La nouvelle crise que traverse le Conseil français du culte musulman (CFCM) pourrait être fatale à la crédibilité déjà fragile de cette institution, imposée en 2003 par Nicolas Sarkozy, alors ministre de l'intérieur.
En annonçant, samedi 3 mai, son intention de ne pas participer aux élections qui doivent renouveler les instances représentatives régionales et nationales des musulmans le 8 juin, Dalil Boubakeur, l'actuel président du CFCM, responsable de la Fédération nationale de la Grande Mosquée de Paris (GMP), engage un nouveau rapport de force avec les autres composantes de l'islam français.
Petit rappel: Le CFCM, créé en 2003, est l'instance représentative des musulmans de France. Son président est Dalil Boubakeur ; son vice-président est Fouad Allaoui, vice-président de l'Union des organisations islamiques de France (UOIF). Il existe 25 Conseils régionaux du culte musulman (CRCM).
Le CFCM est censé régler les questions relatives à la construction de mosquées, à la formation des imams, à la création de
carrés musulmans dans les cimetières, à l'organisation des fêtes religieuses et de l'abattage rituel, à la nomination des aumôniers de prison et d'hôpitaux.
M. Boubakeur tente au passage d'impliquer les pouvoirs publics dans une querelle d'influence interne au monde musulman.
La GMP a choisi de dénoncer "les critères iniques" de représentativité qui risquent de "reléguer la Grande Mosquée de Paris à un rôle secondaire".

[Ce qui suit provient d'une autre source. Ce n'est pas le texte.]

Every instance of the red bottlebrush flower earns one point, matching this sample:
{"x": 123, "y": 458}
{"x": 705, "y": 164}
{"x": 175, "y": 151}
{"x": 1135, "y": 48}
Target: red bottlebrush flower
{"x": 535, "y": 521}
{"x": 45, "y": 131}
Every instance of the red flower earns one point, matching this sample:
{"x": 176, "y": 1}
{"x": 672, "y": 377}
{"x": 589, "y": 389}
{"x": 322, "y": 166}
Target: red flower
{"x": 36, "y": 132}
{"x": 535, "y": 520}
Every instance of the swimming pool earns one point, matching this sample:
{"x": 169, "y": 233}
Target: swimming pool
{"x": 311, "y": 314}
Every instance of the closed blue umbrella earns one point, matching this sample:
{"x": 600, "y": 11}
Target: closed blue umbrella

Le nombre de délégués-électeurs est calculé en fonction de la superficie des lieux de culte : 1 000 m2 donnent droit à dix délégués. Ce système, établi avec l'accord de toutes les parties lors de la création du CFCM, favorise, selon M. Boubakeur, "des lieux de culte récemment édifiés, en périphérie urbaine, qui ne reflètent en rien la sociologie de l'islam (de France)".
Ces nouvelles élections risquent surtout de montrer un dynamisme de "l'islam marocain" supérieur à celui des fidèles d'origine algérienne, qui se reconnaissaient traditionnellement dans la Grande mosquée de Paris.
Réputé incarner un "islam modéré", M. Boubakeur réclame, pour compenser ce déséquilibre, de conserver la présidence du CFCM pour un troisième mandat consécutif. Un arrangement de ce type avait été trouvé lors des deux premiers scrutins entre la GMP, ses partenaires et le ministère de l'intérieur. Les autres composantes de l'islam le contestent aujourd'hui et entendent présenter leur propre candidat à la présidence du CFCM, à l'instar de l'Union des organisations islamiques de France (UOIF) et du Rassemblement des musulmans de France (RMF). En dépit de sa décision d'abstention, M. Boubakeur souhaite que "les élections aient lieu". Pour sortir de cette impasse avant la date du scrutin, il en appelle "à toutes les autorités".
BILAN ÉTIQUE
Créé aux forceps par les pouvoirs publics, le CFCM a été cogéré depuis son origine par le ministère de l'intérieur sans parvenir à acquérir son autonomie.
Aujourd'hui, le ministère rappelle son "attachement au processus électoral", mais indique que le changement de critères pour l'élection relève du conseil d'administration du CFCM. Cet apparent désengagement n'empêchera pas la ministre de l'intérieur, Michèle Alliot-Marie, d'évoquer ce sujet lors de son séjour en Algérie des lundi 5 et mardi 6 mai.
Cette énième querelle ternit l'image déjà brouillée d'une institution au bilan étique. M. Boubakeur a lui-même dénoncé "la faillite de 80 % des CRCM (conseils régionaux du culte musulman)". Au-delà de son rôle symbolique d'interlocuteur auprès des pouvoirs publics, l'institution n'est pas parvenue à s'imposer comme une force de proposition légitime aux yeux des fidèles musulmans.